0

New Gov’t debt security targets $200m ‘finish line’

By NEIL HARTNELL

Tribune Business Editor

nhartnell@tribunemedia.net

The Government’s new debt security will attempt to cross the $200 million “finish line” next week when the final $55 million tranche comes to market, its placement agent yesterday expressing optimism that it will be “well received”.

Michael Anderson, RoyalFidelity Merchant Bank & Trust’s president, told Tribune Business that the $55 million represented the ‘final piece’ of the $200 million that the Government wants to raise from its Bahamas Government Stock (BGS) security during the 2014-2015 fiscal year.

Term sheets for the 48-hour offering, which will take place on June 17-18, have just been issued to institutional investors and their financial advisors, and Mr Anderson said he anticipated another strong response similar to the two earlier BGS issues.

“Like the other ones, we expect it to be well-received, and believe there is sufficient liquidity in the market to take up the offering,” Mr Anderson told Tribune Business.

“I’m hopeful we’ll reach the finish line with it, and start the new [fiscal] year with a new offering.”

Mr Anderson said the upcoming $55 million tranche would be split into the same three pieces, each with the same maturities and interest coupons, as the previous BGS offerings.

The first piece carries a 4 per cent interest rate and three-year principal maturity; the second a 4.25 per cent interest coupon and five-year principal maturity; and the final one is priced at 4.5 per cent interest and a seven-year principal maturity timeframe.

But, with Cable Bahamas having raised almost $75 million earlier this year via its two preference share classes, and Fidelity Bank (Bahamas) taking a further $23.5 million out of the capital markets within the past six weeks, Mr Anderson conceded that it was “difficult to know how deep the market is”.

The two BISX-listed companies have raised a collective $89 million between them, and the RoyalFidelity chief added: “There’s already a lot of money that’s come to the market in that period of time.
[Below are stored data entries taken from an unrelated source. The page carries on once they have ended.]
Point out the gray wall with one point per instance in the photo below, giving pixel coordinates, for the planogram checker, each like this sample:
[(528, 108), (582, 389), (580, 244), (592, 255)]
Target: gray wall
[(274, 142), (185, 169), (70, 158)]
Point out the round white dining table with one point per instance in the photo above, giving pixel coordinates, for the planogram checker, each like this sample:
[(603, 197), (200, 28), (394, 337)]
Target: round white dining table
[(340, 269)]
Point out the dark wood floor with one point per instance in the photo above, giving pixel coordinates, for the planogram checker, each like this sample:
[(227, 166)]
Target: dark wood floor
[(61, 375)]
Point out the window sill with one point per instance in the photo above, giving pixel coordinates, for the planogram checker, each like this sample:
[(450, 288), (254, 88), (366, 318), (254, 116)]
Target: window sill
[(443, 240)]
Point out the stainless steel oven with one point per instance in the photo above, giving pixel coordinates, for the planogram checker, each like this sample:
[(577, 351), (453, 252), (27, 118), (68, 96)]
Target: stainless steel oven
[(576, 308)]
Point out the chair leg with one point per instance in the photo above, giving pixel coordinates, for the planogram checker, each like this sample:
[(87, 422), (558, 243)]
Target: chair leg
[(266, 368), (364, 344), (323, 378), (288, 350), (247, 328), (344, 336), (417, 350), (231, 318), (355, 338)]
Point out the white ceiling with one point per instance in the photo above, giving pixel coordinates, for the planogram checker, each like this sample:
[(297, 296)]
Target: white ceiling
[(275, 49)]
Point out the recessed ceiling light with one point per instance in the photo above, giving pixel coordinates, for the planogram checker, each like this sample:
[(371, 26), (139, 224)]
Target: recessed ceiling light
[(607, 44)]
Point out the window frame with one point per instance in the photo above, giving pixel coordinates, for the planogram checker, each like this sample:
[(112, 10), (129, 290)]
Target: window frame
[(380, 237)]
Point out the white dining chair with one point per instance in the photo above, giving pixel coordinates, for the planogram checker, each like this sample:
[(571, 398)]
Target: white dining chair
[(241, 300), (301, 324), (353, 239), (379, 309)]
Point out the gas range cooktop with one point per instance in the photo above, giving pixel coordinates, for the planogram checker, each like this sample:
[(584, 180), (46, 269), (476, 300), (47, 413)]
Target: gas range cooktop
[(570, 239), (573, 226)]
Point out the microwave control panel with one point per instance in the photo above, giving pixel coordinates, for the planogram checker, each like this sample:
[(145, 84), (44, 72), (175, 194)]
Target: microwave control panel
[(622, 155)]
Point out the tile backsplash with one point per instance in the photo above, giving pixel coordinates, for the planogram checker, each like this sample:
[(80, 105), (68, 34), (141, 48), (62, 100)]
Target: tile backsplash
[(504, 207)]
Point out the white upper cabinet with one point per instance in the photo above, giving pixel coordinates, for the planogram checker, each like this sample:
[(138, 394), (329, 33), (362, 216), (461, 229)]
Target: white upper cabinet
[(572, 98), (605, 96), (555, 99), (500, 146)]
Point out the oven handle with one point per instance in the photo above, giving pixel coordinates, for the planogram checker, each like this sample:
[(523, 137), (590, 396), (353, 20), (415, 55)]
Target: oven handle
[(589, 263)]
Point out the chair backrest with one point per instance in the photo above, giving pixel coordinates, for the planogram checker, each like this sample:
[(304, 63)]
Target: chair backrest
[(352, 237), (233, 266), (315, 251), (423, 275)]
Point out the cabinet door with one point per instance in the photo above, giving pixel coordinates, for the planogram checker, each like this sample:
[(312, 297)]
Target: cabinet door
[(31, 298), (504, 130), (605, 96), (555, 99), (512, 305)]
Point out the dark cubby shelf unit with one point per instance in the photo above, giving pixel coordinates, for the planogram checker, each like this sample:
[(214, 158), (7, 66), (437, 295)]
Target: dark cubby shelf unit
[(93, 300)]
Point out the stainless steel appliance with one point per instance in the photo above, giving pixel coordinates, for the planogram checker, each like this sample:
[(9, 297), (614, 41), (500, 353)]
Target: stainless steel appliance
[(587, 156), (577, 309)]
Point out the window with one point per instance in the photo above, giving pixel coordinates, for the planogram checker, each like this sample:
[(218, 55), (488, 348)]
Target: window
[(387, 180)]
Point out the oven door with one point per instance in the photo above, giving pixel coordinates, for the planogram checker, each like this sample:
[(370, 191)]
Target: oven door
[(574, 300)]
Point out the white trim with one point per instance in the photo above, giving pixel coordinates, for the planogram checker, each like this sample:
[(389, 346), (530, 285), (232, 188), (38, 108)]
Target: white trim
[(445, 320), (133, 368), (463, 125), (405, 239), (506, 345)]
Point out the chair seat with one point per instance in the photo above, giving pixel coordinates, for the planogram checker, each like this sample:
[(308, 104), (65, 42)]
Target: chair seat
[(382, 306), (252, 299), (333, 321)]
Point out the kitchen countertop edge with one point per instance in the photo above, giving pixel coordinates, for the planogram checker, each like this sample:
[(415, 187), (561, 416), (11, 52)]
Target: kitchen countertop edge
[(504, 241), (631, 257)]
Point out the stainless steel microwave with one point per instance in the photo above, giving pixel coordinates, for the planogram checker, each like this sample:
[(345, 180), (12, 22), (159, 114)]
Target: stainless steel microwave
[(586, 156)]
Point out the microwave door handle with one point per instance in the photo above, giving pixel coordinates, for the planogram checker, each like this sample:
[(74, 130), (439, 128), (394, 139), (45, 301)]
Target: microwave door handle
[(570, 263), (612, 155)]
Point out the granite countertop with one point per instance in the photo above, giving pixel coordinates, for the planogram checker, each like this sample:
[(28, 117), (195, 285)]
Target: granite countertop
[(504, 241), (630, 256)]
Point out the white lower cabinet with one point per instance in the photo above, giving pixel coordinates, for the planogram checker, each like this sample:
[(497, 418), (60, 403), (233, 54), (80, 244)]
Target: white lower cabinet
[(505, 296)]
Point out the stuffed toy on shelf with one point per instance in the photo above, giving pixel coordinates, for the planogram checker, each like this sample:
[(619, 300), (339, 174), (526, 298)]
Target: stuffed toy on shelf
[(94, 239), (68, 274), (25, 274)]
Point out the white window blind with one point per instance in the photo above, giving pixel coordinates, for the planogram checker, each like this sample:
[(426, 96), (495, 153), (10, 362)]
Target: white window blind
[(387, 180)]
“It depends on the appetite of investors and their willingness. There’s always a certain amount of money available. It’ll be interesting to see what’s available at this stage.”

Mr Anderson said the Government’s increasing use of the Bahamian capital markets and their participants as part of its financing operations bodes well for further activity in 2015.

“We’ve not seen things as busy as they are for a long time, if ever,” he told Tribune Business of Bahamian capital markets activity.

The BGS debt is effectively a replacement for the Bahamas Government Registered Stock (BGRS) bonds that were previously issued to investors as part of the Government’s capital raising efforts.

The BGS notes are being placed through Bahamian broker/dealers rather than the Central Bank of the Bahamas. The Bahamas Central Securities Depository (BCSD) has also replaced the Central Bank as the custodian who holds the debt.

The BGS debt is thus effectively “decertified”. They are not BGRS, as investors will no longer need certificates of registration to prove their ownership. This function will now be performed electronically by BISX and the Securities Depository.

And, when it comes to the BGS securities, owners will no longer have to go through the Central Bank, which has to verify certificates of registration, to sell them. This function will be performed by broker/dealers and BISX.

Mr Anderson yesterday said he anticipated that several BGRS issues would mature during the 2015-2016 fiscal year, with the Government requiring BGS issues to refinance them.

And besides that, the Government is seeking to raise a further $250 million in the 2015-2016 fiscal year via the issuance of short-term securities that will be known as Treasury notes.

Mr Anderson explained that these were different from the BGS security, and would likely Treasury Bills as the Government’s preferred short-term financing mechanism moving forward.

Apart from 30-day paper, the $250 million worth of Treasury notes will also include debt with three and six-month maturities.

Comments

Economist 8 years, 10 months ago

Look at the interest rate on these things will you. That's high for a sovereign debt. But I guess if you are only two ticks from junk bond status that is all we can expect.

By the way better hope Moody's, Fitch or Standard and Poors don't down grade us or the interest rate will bankrupt the country that just keeps borrowing like there is no tomorrow.

Tomorrow is just 2 yeas away, may be sooner....look at what Greece has had to do.

0

asiseeit 8 years, 10 months ago

4%-4.5%, and you are stuck. Not a wise investment. I refuse to enable the government of The Bahamas.